How to explain word problem that requires iteration to 7 year old My 7-year-old has a "Stretch your thinking" question in her homework that baffles me in terms of explaining how to solve it.
Up to this point her class has only studied addition and subtraction.

Fifteen children voted for their favorite color. The votes for red
  and blue together were double the votes for green and yellow together.
  How did the children vote?

There is also a table that looks like this: 

Color | Votes
Red
Blue
Green
Yellow


I don't know how I would explain this except to say that she should start with the green + yellow set having 1, then the red + blue set would have 2, and the total is 3. That isn't fifteen so she should try again, starting with green + yellow set having 2 (adding one to initial set) until she gets to a total that equals 15. 
Is there a better way to explain it?
 A: There’s nothing wrong with intelligently directed trial and error. Point out that every vote for green or yellow can be matched up with two votes for red or blue, as in the following chart:
$$\begin{array}{rcc}
\text{green or yellow}:&*&*&*&*&*\\
\text{red or blue}:&*\atop*&*\atop*&*\atop*&*\atop*&*\atop*\\
\text{total votes so far}:&3&6&9&12&\color{red}{15}
\end{array}$$
When the magic number $15$ is reached we can go back and count the green or yellow votes ($5$) and the red or blue votes ($10$). You can point out that as a check, $5+5=10$, so there really are twice as many votes for red or blue as for green or yellow.
A: Iteration is not necessary. Let $x$ be the total number of red and blue votes. Let $y$ be the total number of green and yellow votes.
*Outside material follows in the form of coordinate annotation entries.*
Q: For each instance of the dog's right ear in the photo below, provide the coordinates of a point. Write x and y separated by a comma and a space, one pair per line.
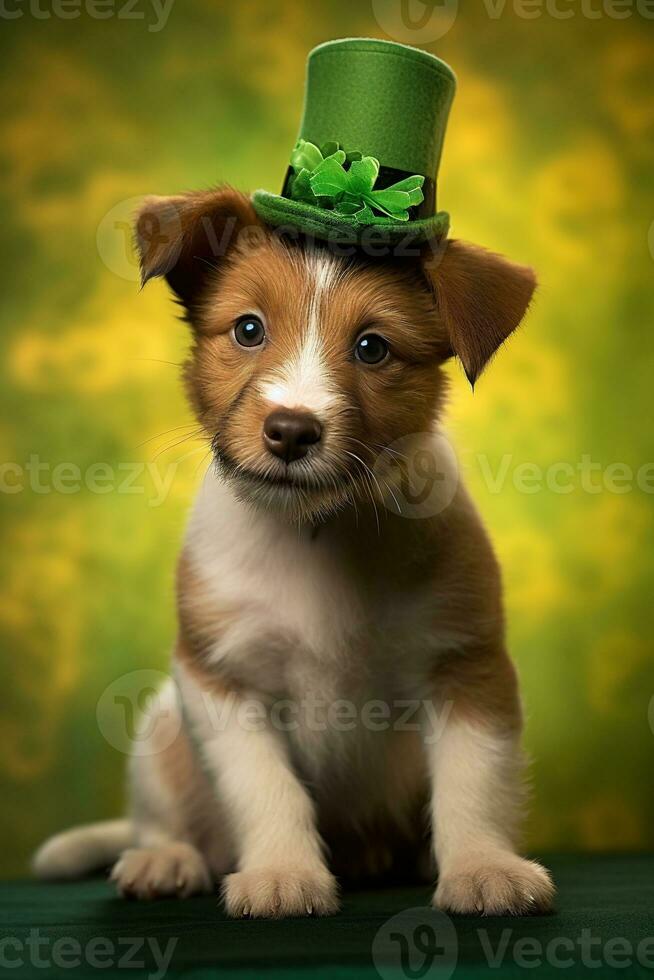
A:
185, 238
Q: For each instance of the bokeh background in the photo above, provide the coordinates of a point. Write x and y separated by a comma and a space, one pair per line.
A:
549, 158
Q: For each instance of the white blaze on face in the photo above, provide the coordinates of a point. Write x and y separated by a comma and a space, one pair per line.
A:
304, 380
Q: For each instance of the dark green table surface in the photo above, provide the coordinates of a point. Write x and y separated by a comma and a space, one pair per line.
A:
603, 926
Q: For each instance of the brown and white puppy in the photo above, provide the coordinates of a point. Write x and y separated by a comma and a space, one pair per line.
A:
312, 612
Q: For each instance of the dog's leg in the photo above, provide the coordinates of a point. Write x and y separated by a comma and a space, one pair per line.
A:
179, 839
281, 871
477, 793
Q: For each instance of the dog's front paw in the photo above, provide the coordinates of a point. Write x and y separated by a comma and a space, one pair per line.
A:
495, 884
158, 872
277, 893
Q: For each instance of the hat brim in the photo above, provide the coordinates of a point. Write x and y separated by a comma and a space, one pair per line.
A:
329, 226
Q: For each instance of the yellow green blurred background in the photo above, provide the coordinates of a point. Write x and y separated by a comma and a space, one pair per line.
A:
549, 158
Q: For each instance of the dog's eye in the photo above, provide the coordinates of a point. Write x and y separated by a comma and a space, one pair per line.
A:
249, 331
371, 349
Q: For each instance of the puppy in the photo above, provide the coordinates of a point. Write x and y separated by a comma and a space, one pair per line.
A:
315, 616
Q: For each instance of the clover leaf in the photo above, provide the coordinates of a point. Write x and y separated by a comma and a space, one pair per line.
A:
320, 179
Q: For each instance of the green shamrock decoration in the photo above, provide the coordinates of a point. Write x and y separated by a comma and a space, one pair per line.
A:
320, 178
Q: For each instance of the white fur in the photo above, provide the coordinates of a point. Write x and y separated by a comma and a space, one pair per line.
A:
304, 380
301, 623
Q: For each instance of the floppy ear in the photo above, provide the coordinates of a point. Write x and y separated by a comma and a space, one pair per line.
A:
185, 237
481, 296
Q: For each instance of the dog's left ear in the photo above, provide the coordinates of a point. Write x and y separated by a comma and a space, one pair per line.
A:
481, 296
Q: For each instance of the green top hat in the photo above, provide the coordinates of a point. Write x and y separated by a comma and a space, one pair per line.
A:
369, 146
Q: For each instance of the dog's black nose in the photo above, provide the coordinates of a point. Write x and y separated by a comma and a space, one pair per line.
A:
289, 434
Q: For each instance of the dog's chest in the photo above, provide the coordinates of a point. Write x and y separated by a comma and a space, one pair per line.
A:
302, 623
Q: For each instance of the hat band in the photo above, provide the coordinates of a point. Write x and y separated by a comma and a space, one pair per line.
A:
346, 182
386, 177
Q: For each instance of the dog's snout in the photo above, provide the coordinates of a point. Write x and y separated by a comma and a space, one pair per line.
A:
289, 434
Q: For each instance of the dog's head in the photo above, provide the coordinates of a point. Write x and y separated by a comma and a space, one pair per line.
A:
308, 364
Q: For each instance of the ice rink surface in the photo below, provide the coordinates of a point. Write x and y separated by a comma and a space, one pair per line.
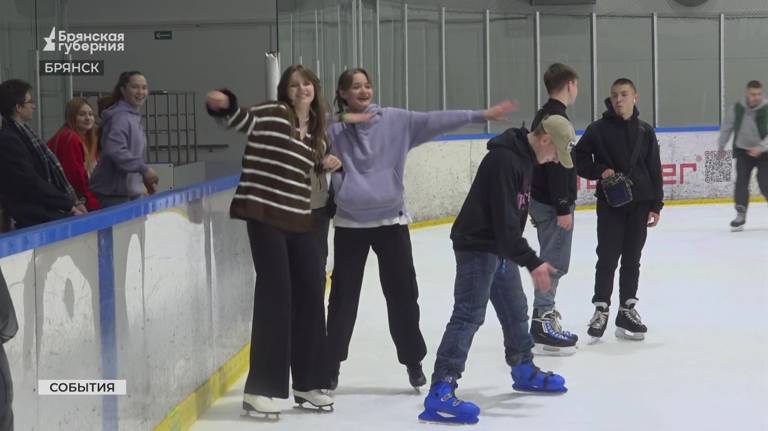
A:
703, 366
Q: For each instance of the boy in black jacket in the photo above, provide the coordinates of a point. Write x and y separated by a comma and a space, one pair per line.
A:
553, 194
607, 148
488, 243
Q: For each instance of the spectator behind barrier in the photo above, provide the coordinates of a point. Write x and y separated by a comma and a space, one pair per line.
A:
122, 174
76, 146
33, 187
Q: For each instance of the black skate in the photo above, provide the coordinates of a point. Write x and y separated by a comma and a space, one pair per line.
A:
629, 326
549, 336
416, 376
737, 225
598, 322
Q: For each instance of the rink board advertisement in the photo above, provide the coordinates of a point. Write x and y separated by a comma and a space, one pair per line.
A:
439, 174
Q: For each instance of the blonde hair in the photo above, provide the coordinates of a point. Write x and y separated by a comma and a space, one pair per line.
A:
90, 138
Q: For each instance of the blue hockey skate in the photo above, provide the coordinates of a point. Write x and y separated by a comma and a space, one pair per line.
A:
529, 378
442, 406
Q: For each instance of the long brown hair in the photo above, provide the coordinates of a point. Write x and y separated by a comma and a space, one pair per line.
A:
89, 138
318, 109
117, 92
345, 81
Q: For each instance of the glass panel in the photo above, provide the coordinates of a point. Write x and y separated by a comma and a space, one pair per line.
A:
53, 89
465, 63
689, 72
512, 67
392, 79
285, 38
566, 39
625, 50
331, 58
18, 42
369, 36
424, 60
304, 39
746, 55
347, 35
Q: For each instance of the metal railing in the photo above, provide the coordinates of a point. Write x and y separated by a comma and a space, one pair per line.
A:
170, 123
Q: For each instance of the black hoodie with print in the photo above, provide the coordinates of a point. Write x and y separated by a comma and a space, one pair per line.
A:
495, 211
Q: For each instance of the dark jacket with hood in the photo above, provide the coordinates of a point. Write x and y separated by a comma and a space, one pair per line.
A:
553, 184
495, 211
25, 194
609, 142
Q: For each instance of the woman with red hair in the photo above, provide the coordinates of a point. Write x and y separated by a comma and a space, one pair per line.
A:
76, 147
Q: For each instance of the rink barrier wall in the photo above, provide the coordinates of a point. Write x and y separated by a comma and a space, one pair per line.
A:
155, 291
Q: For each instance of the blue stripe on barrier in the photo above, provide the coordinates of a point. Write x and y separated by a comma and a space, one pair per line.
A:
48, 233
107, 327
486, 136
39, 236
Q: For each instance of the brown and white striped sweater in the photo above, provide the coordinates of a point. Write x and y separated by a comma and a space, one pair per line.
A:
275, 182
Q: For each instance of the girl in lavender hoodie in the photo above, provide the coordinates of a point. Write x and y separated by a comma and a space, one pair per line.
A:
122, 174
371, 213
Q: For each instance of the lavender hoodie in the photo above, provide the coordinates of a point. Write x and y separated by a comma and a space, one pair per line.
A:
121, 162
370, 186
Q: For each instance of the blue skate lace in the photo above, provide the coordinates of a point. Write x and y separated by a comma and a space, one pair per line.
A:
552, 325
599, 319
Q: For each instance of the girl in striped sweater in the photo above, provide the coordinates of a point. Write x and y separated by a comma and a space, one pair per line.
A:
285, 161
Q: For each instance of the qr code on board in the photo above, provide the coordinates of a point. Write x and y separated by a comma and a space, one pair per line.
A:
717, 169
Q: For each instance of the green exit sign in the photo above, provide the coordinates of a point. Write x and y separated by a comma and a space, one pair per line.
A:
163, 35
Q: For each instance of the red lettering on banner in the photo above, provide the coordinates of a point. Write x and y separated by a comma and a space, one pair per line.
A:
669, 170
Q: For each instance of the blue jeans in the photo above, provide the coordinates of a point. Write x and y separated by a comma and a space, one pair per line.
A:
555, 243
479, 277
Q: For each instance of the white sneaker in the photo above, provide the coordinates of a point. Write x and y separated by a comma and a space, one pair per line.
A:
317, 398
260, 406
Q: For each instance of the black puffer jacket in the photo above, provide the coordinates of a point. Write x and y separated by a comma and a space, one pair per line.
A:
609, 142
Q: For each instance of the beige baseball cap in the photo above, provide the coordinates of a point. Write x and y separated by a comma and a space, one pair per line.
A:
562, 134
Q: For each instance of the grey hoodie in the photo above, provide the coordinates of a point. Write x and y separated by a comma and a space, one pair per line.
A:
121, 162
748, 134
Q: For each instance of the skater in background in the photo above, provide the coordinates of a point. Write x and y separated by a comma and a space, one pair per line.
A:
553, 201
621, 151
286, 147
489, 246
747, 122
371, 213
122, 174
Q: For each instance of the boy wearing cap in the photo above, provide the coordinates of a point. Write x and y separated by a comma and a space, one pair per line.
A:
489, 246
621, 145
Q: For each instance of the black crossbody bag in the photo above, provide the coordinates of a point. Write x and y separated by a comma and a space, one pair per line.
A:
618, 188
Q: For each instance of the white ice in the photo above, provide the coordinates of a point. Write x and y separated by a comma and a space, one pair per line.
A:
703, 366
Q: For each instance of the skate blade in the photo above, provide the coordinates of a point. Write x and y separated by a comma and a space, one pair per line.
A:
530, 390
261, 416
302, 404
632, 336
545, 350
439, 418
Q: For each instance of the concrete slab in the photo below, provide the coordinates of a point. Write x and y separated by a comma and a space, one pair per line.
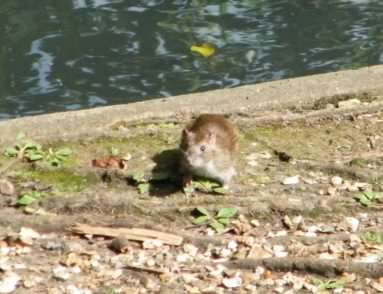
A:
270, 95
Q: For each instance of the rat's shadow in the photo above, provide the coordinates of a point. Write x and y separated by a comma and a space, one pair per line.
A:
166, 175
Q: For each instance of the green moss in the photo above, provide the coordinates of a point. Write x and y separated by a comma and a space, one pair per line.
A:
361, 162
63, 180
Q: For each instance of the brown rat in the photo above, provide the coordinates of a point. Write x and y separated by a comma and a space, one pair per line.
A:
208, 146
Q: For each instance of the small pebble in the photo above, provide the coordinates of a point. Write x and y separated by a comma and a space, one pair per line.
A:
61, 273
336, 181
9, 282
352, 223
291, 180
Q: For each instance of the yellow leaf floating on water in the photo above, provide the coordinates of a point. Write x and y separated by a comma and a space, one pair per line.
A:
205, 49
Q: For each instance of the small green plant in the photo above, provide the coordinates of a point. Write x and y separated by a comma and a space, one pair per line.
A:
142, 182
367, 198
28, 198
218, 222
373, 237
114, 151
58, 157
34, 152
29, 150
329, 284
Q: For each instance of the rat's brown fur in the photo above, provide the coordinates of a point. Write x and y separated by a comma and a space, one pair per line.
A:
208, 146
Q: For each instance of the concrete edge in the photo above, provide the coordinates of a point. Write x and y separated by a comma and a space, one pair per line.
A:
270, 95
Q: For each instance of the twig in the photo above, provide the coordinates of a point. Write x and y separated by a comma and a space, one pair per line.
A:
145, 269
131, 234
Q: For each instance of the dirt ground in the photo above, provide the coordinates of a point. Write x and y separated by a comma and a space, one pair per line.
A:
301, 227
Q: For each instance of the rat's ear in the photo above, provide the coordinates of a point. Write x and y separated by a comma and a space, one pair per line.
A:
187, 134
211, 138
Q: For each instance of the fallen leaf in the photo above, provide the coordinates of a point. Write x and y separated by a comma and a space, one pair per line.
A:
205, 49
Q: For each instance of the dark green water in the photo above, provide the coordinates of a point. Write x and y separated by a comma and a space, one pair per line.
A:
58, 55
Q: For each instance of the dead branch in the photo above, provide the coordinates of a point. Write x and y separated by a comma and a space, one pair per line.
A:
324, 267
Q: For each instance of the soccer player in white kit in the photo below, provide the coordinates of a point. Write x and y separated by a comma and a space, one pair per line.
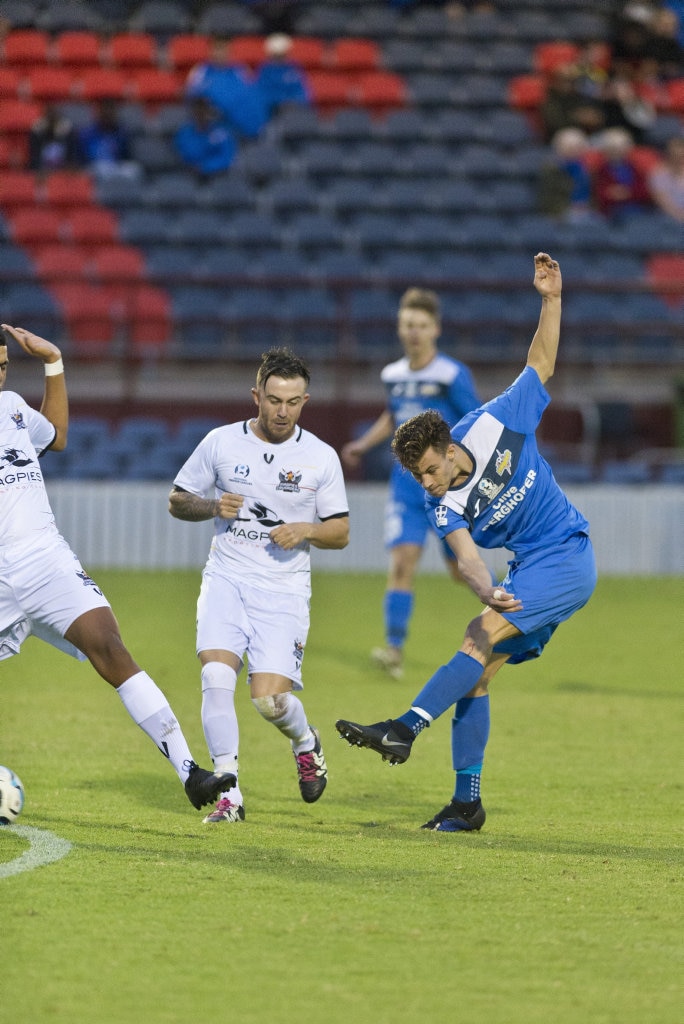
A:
273, 489
45, 591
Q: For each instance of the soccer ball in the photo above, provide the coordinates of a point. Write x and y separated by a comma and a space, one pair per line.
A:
11, 796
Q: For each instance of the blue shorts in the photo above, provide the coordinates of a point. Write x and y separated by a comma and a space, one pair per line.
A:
405, 518
552, 585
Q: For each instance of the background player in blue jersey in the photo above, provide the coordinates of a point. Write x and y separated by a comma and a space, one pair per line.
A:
423, 378
486, 484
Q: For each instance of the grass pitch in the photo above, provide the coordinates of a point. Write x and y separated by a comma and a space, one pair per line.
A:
566, 907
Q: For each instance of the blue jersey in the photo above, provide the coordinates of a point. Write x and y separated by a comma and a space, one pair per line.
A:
511, 499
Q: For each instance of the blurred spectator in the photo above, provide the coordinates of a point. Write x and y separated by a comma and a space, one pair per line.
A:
204, 141
565, 180
666, 181
105, 143
564, 105
621, 188
629, 102
230, 89
664, 47
53, 142
281, 80
592, 66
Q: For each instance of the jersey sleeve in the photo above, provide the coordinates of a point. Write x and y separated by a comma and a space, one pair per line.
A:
41, 431
443, 518
463, 393
198, 474
520, 407
331, 495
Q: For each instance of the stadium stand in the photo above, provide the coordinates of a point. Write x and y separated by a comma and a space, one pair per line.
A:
420, 152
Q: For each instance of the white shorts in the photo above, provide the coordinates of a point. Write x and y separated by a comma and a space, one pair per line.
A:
269, 629
43, 590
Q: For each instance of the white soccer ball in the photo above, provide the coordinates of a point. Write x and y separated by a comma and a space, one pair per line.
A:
11, 796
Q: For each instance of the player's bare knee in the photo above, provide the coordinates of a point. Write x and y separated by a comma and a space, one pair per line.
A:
271, 707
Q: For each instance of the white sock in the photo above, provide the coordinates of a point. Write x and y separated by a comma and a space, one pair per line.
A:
148, 708
219, 720
294, 724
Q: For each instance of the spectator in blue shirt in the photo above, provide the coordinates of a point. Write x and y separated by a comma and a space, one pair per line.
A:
230, 89
105, 143
282, 81
205, 141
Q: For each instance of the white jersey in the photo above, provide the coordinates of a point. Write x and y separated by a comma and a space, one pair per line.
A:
25, 508
298, 480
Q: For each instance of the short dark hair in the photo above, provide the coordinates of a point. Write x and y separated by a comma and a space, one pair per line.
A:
282, 363
416, 435
423, 299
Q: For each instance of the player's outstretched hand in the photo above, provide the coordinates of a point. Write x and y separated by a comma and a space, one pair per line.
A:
32, 344
548, 281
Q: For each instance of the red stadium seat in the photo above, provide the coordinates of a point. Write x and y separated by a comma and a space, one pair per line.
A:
51, 85
185, 50
17, 188
90, 225
27, 47
132, 49
675, 91
548, 56
248, 50
668, 269
10, 80
330, 91
18, 116
77, 49
156, 85
103, 83
307, 51
118, 263
34, 226
69, 188
526, 92
354, 54
380, 91
60, 262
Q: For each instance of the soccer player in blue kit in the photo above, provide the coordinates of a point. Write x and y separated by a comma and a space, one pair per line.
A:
423, 378
487, 485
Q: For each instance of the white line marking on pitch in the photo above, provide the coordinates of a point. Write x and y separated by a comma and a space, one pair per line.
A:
44, 848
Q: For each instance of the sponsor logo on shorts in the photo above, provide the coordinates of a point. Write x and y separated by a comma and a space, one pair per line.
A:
488, 488
504, 462
289, 480
88, 581
15, 458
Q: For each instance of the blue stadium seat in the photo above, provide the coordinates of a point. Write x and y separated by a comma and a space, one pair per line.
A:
290, 197
626, 472
145, 227
199, 227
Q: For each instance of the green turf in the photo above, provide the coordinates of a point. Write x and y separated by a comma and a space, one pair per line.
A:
565, 908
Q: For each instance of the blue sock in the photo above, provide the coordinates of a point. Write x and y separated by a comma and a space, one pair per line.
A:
449, 684
470, 731
398, 606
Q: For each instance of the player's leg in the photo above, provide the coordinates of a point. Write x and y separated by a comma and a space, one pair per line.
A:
221, 632
96, 634
280, 629
405, 530
470, 732
393, 738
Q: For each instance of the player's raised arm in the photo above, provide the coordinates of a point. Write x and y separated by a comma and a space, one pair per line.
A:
55, 402
544, 347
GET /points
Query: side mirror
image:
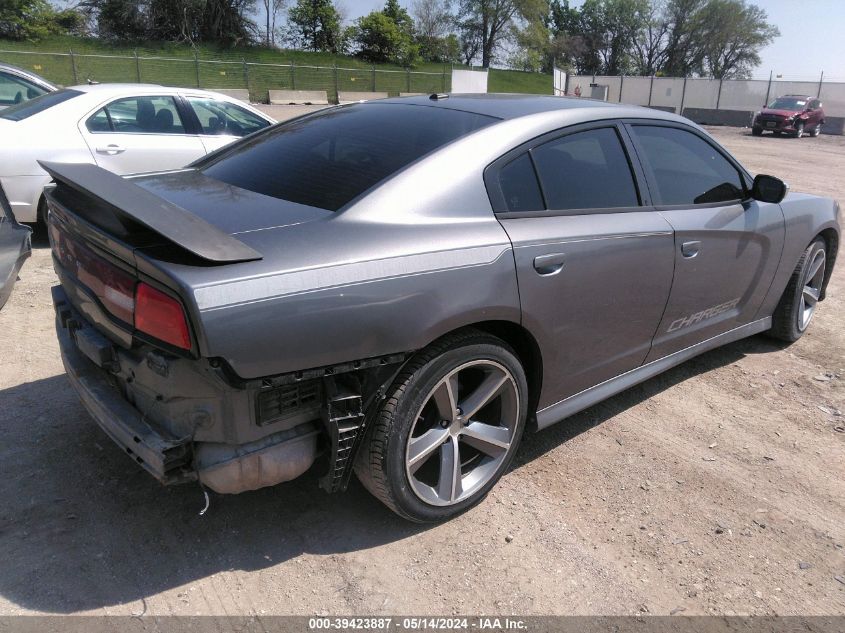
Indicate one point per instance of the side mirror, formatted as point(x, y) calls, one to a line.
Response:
point(769, 189)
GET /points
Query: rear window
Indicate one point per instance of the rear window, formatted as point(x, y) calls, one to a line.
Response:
point(328, 160)
point(39, 104)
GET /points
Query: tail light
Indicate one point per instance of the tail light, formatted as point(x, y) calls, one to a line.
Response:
point(114, 287)
point(161, 316)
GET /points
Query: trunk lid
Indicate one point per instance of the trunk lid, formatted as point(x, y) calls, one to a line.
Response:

Then we have
$$x+y=15\\
x=2y\\
3y=15$$
So $y=5$ and $x=10$. The actual number of red, blue, green, and yellow votes can't be determined.
Your method seems to be a guess and check method, starting with the assumption that $y=1$ and adding $1$ to $y$ for each new guess.
A: I'd start by having her imagine the number of kids in the yellow+green group (maybe imagine them all wearing yellow and green striped shirts, say). Next, we need two groups that size to comprise the red+blue voters. So, that's three groups that are all the same size, and each of the kids are in one of the groups, so those three groups have $15$ kids altogether. That lets us see how many kids voted for yellow or green. From there, we can see how many kids voted for red or blue.
Since that's all the problem told us, we can then give kids shirts of the color they actually voted for, with a little bit of freedom. There turn out to be $66$ different viable vote breakdowns, but I suspect they don't expect her to come up with all of them.